Most existing studies improve the efficiency of Split learning (SL) by compressing the transmitted features. However, most works focus on dimension-wise compression that transforms high-dimensional features into a low-dimensional space. In this paper, we propose circular convolution-based batch-wise compression for SL (C3-SL) to compress multiple features into one single feature. To avoid information loss while merging multiple features, we exploit the quasi-orthogonality of features in high-dimensional space with circular convolution and superposition. To the best of our knowledge, we are the first to explore the potential of batch-wise compression under the SL scenario. Based on the simulation results on CIFAR-10 and CIFAR-100, our method achieves a 16x compression ratio with negligible accuracy drops compared with the vanilla SL. Moreover, C3-SL significantly reduces 1152x memory and 2.25x computation overhead compared to the state-of-the-art dimension-wise compression method.
FL-HDC: Hyperdimensional Computing Design for the Application of Federated Learning

Cheng-Yen Hsieh, Yu-Chuan Chuang, and An-Yeu (Andy) Wu

IEEE 3rd International Conference on Artificial Intelligence Circuits and Systems (AICAS), 2021

Highly efficienct image recognition under the federated learning (FL) scenario.

Abs PDF Code

Federated learning (FL) is a privacy-preserving learning framework, which collaboratively learns a centralized model across edge devices.
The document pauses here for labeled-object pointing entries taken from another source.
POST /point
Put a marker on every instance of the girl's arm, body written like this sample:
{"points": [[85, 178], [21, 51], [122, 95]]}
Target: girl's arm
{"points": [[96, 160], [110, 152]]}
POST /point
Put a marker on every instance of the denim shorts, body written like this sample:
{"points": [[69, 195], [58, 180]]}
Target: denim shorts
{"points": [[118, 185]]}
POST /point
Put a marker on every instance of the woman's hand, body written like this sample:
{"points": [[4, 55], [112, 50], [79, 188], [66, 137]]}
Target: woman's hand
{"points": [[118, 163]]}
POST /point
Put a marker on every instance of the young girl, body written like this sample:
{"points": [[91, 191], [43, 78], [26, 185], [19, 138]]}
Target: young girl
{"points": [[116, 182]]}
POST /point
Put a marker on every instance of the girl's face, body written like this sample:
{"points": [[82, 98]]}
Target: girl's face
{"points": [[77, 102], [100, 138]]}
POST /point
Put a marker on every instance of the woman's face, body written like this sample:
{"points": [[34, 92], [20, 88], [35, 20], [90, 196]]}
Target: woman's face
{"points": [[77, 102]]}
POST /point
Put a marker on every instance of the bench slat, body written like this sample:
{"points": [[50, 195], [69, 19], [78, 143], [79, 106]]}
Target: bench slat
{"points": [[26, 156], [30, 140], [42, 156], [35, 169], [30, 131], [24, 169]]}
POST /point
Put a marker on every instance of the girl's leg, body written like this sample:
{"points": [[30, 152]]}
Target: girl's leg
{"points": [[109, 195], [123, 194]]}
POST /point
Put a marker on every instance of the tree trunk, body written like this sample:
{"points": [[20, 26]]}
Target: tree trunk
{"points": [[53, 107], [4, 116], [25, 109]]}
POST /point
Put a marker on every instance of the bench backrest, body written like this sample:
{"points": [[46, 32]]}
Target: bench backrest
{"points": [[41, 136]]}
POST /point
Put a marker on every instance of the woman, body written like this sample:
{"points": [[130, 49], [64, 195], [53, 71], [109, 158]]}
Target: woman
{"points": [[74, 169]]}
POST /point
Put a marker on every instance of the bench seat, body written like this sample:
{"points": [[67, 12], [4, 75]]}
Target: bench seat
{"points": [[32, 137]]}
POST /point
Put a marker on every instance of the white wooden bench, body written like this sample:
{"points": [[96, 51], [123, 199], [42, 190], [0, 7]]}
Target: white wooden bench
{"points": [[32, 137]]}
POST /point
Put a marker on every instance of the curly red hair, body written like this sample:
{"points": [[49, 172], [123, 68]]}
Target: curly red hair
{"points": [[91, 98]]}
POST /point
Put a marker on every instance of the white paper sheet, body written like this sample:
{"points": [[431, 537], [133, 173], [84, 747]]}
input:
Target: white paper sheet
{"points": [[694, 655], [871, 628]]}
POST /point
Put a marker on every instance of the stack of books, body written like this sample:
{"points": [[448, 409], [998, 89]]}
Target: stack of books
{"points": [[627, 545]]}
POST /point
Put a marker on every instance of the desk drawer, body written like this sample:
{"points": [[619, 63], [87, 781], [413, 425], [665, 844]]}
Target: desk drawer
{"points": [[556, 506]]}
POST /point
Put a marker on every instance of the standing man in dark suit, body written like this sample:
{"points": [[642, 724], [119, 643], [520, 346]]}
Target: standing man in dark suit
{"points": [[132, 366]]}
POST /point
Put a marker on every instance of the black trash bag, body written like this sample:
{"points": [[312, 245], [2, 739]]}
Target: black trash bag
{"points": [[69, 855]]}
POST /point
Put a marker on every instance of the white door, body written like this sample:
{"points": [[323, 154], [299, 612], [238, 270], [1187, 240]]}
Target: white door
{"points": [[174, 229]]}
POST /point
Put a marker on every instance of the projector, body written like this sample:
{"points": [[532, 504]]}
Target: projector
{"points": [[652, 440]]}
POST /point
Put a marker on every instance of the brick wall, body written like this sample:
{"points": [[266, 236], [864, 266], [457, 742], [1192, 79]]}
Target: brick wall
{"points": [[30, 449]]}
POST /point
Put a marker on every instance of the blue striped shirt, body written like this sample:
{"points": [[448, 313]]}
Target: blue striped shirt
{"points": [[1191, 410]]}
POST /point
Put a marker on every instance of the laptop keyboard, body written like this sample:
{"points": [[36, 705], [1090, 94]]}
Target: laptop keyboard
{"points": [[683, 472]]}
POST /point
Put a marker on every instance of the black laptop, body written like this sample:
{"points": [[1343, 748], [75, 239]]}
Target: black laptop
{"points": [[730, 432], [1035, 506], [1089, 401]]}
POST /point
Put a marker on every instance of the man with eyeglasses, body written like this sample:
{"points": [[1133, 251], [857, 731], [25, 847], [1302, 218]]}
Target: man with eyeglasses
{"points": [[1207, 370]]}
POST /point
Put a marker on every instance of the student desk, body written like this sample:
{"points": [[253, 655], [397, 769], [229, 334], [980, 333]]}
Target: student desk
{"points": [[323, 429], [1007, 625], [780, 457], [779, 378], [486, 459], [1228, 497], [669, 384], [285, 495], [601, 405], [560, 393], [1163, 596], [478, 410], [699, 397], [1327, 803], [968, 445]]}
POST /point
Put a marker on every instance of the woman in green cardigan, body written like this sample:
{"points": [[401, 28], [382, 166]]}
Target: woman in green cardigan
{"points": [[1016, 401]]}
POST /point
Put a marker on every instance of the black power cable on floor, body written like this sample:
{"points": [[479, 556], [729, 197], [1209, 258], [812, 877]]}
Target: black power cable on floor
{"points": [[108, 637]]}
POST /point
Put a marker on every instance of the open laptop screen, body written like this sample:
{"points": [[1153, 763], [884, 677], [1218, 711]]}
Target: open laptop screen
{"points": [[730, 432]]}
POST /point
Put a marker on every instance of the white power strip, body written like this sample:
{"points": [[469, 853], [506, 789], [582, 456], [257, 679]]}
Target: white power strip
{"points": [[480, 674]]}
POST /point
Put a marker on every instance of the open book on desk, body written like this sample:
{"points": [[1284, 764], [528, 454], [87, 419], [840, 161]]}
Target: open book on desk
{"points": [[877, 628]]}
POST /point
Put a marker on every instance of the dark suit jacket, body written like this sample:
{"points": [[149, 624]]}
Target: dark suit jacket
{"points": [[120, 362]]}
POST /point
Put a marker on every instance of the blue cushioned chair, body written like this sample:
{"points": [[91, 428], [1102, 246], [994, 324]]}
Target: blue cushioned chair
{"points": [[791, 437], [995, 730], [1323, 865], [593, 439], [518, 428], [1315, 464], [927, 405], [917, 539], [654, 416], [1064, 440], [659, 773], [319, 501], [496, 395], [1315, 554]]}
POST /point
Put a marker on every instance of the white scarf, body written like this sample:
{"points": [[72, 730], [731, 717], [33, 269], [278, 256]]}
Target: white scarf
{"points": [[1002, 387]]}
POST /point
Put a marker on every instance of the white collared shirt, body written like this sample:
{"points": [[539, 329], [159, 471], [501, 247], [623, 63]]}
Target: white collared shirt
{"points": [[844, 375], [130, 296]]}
Each device trains an independent model with its local dataset and only uploads model parameters to mitigate privacy concerns. However, most FL works focus on deep neural networks (DNNs), whose intensive computation hinders FL from practical realization on resource-limited edge devices. In this paper, we exploit the high energy efficiency properties of hyperdimensional computing (HDC) to propose a federated learning HDC (FL-HDC). In FL-HDC, we bipolarize model parameters to significantly reduce communication costs, which is a primary concern in FL. Moreover, we propose a retraining mechanism with adaptive learning rates to compensate for the accuracy degradation caused by bipolarization. Under the FL scenario, our simulation results show the effectiveness of our proposed FL-HDC across two datasets, MNIST and ISOLET. Compared with the previous work that transmits complete model parameters to the cloud, FL-HDC greatly reduces 23x and 9x communication costs with comparable accuracy in ISOLET and MNIST, respectively.